私はリンゴを渡そうとして手を伸ばし、耳元で雫さんの声を聞く。

『いい。なるべく大きな明るい道路を通って帰って。タクシー拾ってもいい。お父さんに迎えに来てもらえないかな。夢でもいい。お願いだからひとりで歩かないで』

「雫さん?」

若い人にリンゴを渡すと
リンゴじゃなくて
私の手をギュッと強い力で捕まれた。

何?これ。
そしてバンの後ろから
もう2人
似たような服装の若い男の人が現れた。

ニヤニヤ不気味に笑ってる。

『中西と松田がさっき話してた。

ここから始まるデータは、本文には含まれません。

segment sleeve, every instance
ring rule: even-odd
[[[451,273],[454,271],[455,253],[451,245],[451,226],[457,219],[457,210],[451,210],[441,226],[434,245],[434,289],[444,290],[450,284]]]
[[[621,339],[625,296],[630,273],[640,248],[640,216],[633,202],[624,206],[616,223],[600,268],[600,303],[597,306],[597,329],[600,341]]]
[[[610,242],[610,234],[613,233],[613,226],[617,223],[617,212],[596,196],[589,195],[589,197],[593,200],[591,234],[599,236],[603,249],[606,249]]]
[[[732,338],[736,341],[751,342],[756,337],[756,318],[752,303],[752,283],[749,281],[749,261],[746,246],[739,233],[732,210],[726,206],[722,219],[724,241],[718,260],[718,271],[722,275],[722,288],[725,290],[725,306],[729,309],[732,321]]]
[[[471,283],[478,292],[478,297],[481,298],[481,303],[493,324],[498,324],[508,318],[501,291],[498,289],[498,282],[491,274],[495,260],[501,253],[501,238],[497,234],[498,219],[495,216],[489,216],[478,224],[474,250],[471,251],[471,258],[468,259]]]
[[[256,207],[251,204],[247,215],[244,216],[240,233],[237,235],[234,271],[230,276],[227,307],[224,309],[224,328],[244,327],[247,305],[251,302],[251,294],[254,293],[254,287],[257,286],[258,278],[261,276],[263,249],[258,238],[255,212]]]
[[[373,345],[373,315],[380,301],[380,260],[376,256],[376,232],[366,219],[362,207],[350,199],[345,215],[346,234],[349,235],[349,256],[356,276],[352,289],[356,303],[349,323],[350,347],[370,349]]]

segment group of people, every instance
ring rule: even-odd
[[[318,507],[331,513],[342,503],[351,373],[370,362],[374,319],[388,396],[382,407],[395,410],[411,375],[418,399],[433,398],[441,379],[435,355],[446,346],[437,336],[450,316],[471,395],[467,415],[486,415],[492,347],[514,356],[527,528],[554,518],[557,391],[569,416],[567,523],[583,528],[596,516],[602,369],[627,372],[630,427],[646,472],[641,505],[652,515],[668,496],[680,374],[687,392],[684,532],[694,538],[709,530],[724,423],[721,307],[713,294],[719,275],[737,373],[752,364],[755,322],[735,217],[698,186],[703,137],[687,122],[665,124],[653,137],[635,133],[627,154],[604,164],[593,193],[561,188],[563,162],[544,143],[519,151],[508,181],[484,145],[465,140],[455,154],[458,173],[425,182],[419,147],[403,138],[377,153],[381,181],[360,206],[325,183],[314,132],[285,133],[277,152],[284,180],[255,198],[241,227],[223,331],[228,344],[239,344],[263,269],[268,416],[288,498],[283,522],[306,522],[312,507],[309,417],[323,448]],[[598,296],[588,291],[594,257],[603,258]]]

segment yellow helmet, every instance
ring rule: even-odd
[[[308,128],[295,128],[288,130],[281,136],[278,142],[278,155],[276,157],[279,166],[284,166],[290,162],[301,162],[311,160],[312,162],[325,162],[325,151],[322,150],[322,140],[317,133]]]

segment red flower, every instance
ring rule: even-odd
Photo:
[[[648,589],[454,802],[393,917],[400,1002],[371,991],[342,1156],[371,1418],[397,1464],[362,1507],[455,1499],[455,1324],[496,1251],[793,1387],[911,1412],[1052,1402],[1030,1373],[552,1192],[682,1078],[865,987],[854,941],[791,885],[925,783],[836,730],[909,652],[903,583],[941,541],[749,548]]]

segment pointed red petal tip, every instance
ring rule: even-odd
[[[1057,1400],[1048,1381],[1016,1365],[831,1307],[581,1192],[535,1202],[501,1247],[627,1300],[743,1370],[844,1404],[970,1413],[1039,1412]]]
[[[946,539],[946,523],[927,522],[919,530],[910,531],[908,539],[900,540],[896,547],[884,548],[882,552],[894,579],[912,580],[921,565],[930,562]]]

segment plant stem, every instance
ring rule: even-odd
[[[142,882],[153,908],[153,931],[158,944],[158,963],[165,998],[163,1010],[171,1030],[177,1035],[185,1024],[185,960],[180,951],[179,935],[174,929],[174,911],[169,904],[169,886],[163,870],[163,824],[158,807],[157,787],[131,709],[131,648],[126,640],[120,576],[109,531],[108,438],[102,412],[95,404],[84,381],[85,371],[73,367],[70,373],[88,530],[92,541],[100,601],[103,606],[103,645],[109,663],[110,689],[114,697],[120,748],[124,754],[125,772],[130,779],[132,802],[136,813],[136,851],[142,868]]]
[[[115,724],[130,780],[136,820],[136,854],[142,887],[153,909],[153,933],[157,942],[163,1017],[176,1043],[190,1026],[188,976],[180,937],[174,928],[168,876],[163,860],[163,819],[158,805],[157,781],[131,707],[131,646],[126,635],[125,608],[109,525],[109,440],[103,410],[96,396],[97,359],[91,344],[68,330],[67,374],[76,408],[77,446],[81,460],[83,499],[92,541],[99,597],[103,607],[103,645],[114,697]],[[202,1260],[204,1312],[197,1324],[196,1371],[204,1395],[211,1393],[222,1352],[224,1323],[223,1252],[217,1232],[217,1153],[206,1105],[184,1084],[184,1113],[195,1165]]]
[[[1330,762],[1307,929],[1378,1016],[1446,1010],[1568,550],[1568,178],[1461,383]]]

先輩にすみれを拉致させようって、まさか本当じゃないと思うけど、万が一って事がある。お願いだから……』

雫さんの声が途絶える。
なぜならば
目の前の男に私の携帯は奪われ
叩き壊されたから。

「しっかり壊せよ。GPSバレたらヤバいからな」

愛用のスマホ。
今年の春にやっとお母さんに買ってもらったスマホ。
お母さんと一緒に100円貯金して
やっと買ってもらったスマホ。

底の厚いブーツに踏まれ
冷たいアスファルトに粉々にされている。